Ronin Yefim I, Mester David I, Minkov Dina G, Akhunov Eduard, Korol Abraham B
Institute of Evolution and Department of Evolutionary and Environmental Biology, University of Haifa, 3498838, Israel.
Department of Plant Pathology, Kansas State University, Manhattan, Kansas 66506.
Genetics. 2017 Jul;206(3):1285-1295. doi: 10.1534/genetics.116.197491. Epub 2017 May 16.

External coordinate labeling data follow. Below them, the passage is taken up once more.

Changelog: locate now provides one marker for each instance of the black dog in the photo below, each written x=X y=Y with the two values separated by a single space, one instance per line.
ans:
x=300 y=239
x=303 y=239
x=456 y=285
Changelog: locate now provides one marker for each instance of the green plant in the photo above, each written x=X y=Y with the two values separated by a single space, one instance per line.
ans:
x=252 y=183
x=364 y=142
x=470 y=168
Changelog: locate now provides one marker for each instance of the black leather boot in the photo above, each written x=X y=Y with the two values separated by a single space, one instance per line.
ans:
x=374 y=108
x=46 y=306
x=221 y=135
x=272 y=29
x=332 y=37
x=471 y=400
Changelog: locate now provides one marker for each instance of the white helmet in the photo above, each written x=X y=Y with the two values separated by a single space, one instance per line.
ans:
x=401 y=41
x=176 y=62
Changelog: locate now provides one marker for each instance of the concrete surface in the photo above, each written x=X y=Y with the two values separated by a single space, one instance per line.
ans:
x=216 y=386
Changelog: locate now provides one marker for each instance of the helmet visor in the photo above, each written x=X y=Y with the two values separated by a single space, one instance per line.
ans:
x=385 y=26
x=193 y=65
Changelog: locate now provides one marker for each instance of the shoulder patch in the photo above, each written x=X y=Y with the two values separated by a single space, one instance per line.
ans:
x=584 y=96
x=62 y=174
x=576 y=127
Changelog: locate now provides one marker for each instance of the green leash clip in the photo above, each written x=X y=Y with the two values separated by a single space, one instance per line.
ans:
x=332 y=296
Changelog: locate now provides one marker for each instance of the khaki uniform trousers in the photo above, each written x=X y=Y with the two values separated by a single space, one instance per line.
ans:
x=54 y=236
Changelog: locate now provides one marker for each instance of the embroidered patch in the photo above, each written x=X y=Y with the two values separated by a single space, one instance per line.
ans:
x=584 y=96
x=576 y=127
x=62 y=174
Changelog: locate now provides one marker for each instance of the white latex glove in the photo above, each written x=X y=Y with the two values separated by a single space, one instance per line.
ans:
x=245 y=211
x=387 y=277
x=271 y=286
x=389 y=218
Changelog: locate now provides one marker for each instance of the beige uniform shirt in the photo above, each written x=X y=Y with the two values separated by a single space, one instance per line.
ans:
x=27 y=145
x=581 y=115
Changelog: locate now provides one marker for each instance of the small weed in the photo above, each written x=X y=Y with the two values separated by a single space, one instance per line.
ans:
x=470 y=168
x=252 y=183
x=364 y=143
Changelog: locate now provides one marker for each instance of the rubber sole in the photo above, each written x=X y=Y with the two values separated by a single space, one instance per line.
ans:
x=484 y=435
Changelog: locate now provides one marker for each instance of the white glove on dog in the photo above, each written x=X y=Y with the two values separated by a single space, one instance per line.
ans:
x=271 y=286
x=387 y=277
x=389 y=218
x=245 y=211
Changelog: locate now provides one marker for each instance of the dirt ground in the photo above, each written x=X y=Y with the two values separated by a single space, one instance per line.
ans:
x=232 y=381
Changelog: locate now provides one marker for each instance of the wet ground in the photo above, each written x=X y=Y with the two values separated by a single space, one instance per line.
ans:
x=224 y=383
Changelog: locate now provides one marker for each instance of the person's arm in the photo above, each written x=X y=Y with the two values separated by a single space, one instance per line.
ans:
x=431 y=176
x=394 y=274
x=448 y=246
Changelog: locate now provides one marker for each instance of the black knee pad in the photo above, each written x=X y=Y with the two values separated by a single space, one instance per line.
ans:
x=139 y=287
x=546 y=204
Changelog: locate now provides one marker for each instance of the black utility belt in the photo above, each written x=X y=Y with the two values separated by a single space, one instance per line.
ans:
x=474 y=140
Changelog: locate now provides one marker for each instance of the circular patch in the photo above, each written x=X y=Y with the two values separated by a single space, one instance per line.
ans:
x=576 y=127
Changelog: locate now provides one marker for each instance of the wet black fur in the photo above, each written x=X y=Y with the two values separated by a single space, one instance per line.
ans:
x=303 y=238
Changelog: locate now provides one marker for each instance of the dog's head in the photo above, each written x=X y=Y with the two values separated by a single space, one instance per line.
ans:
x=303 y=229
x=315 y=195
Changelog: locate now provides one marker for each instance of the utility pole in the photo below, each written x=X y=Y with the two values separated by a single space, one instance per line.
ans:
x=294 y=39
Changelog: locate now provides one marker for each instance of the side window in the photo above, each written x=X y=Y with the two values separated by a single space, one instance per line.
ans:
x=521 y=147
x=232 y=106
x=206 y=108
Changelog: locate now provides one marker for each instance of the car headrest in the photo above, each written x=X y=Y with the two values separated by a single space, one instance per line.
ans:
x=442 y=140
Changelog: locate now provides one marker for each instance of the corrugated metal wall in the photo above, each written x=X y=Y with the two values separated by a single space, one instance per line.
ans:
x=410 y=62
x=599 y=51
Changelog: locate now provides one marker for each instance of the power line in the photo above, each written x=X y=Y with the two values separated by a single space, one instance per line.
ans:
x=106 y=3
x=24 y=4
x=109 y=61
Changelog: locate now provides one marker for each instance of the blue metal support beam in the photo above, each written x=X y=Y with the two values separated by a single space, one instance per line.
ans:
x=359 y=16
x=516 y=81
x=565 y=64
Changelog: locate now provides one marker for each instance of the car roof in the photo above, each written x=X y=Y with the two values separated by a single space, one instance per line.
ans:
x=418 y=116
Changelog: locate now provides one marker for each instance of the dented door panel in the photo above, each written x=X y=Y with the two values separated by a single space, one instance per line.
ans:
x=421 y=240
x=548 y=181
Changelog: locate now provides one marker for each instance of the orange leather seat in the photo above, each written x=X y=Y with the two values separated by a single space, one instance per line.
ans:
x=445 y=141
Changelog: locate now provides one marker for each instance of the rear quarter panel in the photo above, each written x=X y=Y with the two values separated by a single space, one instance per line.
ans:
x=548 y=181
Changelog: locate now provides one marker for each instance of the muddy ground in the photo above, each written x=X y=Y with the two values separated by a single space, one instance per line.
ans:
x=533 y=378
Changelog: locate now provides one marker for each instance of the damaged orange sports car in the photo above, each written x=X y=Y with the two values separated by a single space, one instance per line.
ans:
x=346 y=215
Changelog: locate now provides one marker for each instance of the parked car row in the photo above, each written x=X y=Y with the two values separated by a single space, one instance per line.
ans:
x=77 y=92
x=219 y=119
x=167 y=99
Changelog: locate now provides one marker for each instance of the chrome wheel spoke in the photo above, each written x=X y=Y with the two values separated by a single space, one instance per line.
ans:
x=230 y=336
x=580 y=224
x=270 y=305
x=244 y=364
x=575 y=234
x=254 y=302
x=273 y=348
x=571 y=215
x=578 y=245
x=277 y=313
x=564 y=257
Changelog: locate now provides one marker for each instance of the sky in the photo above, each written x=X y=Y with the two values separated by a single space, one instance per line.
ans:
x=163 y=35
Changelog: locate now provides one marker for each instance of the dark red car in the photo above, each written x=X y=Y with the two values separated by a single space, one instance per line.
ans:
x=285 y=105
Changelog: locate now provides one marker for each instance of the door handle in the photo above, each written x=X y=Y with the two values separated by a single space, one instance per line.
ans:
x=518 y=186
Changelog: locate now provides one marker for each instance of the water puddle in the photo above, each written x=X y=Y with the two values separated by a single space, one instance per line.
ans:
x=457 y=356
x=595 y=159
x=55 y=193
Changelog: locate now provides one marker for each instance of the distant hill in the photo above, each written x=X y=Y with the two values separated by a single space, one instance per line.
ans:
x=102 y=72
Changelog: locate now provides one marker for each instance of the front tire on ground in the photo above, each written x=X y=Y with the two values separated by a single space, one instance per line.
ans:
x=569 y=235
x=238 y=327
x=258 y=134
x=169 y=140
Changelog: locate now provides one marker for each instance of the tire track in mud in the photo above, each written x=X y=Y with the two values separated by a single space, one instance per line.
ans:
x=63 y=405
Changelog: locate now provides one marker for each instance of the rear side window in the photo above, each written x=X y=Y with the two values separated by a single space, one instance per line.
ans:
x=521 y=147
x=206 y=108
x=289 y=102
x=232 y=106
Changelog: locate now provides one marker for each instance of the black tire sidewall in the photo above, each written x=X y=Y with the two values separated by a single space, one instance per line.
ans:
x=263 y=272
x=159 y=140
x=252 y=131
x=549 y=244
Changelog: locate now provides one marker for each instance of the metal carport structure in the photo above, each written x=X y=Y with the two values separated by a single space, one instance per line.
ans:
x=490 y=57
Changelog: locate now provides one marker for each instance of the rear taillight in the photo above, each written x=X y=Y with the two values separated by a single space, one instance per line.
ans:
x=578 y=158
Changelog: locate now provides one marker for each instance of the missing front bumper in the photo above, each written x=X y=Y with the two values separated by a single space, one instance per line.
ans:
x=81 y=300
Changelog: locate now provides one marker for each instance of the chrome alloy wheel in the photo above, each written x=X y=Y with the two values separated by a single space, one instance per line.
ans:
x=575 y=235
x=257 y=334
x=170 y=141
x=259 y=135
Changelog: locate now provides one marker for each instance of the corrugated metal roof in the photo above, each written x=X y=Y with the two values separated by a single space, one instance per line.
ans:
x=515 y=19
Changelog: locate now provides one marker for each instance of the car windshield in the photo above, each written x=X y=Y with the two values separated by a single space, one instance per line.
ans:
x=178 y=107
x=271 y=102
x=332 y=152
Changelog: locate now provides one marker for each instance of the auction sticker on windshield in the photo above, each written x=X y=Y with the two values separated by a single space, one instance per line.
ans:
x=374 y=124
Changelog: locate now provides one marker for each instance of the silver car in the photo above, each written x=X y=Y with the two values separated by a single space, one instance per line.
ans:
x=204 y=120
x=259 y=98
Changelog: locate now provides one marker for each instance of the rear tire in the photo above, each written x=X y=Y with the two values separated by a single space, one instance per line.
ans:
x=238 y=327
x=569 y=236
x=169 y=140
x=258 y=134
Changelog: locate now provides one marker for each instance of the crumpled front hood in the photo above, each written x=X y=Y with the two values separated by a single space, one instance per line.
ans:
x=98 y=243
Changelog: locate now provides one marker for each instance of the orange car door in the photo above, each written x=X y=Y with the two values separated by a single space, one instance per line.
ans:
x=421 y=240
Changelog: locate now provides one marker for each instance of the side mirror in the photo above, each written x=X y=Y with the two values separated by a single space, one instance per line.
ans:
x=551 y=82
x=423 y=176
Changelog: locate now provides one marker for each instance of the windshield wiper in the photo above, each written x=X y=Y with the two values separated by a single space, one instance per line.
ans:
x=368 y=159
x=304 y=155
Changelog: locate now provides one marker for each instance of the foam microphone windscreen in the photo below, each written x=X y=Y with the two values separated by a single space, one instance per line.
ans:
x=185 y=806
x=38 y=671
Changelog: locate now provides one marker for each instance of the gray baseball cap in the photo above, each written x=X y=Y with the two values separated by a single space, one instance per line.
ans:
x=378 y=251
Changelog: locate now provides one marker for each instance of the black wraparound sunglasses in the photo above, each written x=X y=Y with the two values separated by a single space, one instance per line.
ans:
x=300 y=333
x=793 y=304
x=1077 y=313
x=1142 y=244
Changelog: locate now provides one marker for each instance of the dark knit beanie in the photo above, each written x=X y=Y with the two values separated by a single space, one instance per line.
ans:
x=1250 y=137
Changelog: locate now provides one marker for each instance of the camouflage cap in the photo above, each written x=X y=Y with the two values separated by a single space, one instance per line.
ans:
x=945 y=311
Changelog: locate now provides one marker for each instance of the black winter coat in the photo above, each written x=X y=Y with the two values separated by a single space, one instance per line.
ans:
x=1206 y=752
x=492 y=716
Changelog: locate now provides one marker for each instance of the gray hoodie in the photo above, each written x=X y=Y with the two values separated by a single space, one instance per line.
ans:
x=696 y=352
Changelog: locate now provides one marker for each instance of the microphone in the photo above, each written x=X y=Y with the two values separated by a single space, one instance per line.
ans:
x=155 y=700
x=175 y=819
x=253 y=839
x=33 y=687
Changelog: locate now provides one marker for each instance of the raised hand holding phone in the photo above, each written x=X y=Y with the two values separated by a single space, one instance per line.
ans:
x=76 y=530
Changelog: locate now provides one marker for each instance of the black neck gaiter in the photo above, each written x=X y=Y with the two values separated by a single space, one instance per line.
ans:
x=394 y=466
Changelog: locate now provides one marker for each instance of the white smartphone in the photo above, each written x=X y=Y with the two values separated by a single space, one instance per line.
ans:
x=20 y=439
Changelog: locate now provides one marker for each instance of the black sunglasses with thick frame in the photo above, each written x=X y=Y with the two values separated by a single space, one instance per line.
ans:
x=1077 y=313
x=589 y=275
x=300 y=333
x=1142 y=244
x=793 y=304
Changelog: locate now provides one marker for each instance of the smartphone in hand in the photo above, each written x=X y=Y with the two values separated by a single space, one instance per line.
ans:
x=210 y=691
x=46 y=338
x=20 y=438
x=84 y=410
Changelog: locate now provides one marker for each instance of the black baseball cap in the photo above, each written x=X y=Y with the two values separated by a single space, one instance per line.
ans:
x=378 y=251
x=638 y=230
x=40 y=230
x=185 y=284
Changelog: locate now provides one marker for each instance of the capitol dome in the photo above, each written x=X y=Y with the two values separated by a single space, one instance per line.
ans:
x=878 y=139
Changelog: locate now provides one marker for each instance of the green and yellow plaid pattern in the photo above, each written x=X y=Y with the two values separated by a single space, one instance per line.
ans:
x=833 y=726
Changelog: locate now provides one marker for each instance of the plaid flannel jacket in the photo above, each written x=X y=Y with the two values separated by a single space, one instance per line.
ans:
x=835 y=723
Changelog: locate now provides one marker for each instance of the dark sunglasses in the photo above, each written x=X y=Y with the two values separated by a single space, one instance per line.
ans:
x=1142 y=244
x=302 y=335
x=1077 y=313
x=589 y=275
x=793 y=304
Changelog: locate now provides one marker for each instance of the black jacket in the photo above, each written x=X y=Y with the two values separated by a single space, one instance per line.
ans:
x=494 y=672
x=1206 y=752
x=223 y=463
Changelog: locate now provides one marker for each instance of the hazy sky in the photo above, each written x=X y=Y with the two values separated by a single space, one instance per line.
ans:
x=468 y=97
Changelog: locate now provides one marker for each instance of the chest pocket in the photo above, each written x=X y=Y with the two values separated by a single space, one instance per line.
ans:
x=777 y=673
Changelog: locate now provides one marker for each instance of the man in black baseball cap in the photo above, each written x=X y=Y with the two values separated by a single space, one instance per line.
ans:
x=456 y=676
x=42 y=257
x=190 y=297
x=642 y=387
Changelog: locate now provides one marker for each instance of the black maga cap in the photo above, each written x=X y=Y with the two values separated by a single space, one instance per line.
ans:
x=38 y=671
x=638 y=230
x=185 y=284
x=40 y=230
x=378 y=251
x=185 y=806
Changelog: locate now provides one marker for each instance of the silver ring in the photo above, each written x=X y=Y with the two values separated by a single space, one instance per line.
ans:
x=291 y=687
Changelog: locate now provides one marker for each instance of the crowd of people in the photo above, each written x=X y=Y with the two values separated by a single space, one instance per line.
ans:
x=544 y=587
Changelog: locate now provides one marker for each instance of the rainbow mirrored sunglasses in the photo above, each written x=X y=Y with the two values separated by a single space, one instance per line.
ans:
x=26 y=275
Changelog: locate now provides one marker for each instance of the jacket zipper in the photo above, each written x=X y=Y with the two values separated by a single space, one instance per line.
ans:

The study is focused on addressing the problem of building genetic maps in the presence of ∼10-10 of markers per chromosome. We consider a spectrum of situations with intrachromosomal heterogeneity of recombination rate, different level of genotyping errors, and missing data. In the ideal scenario of the absence of errors and missing data, the majority of markers should appear as groups of cosegregating markers ("twins") representing no challenge for map construction. The central aspect of the proposed approach is to take into account the structure of the marker space, where each twin group (TG) and singleton markers are represented as points of this space. The confounding effect of genotyping errors and missing data leads to reduction of TG size, but upon a low level of these effects surviving TGs can still be used as a source of reliable skeletal markers. Increase in the level of confounding effects results in a considerable decrease in the number or even disappearance of usable TGs and, correspondingly, of skeletal markers. Here, we show that the paucity of informative markers can be compensated by detecting kernels of markers in the marker space using a clustering procedure, and demonstrate the utility of this approach for high-density genetic map construction on simulated and experimentally obtained genotyping datasets.
本研究聚焦于解决在每条染色体存在约10 - 10个标记的情况下构建遗传图谱的问题。我们考虑了一系列具有染色体内部重组率异质性、不同基因分型错误水平以及缺失数据的情况。在没有错误和缺失数据的理想情况下,大多数标记应表现为共分离标记组(“双胞胎”),这对图谱构建不构成挑战。所提出方法的核心方面是考虑标记空间的结构,其中每个双胞胎组(TG)和单态标记都表示为该空间的点。基因分型错误和缺失数据的混杂效应会导致TG大小减小,但在这些效应水平较低时,存活的TG仍可作为可靠骨架标记的来源。混杂效应水平的增加会导致可用TG数量显著减少甚至消失,相应地,骨架标记也会减少。在此,我们表明通过使用聚类程序在标记空间中检测标记核,可以弥补信息性标记的不足,并证明了该方法在模拟和实验获得的基因分型数据集上进行高密度遗传图谱构建的实用性。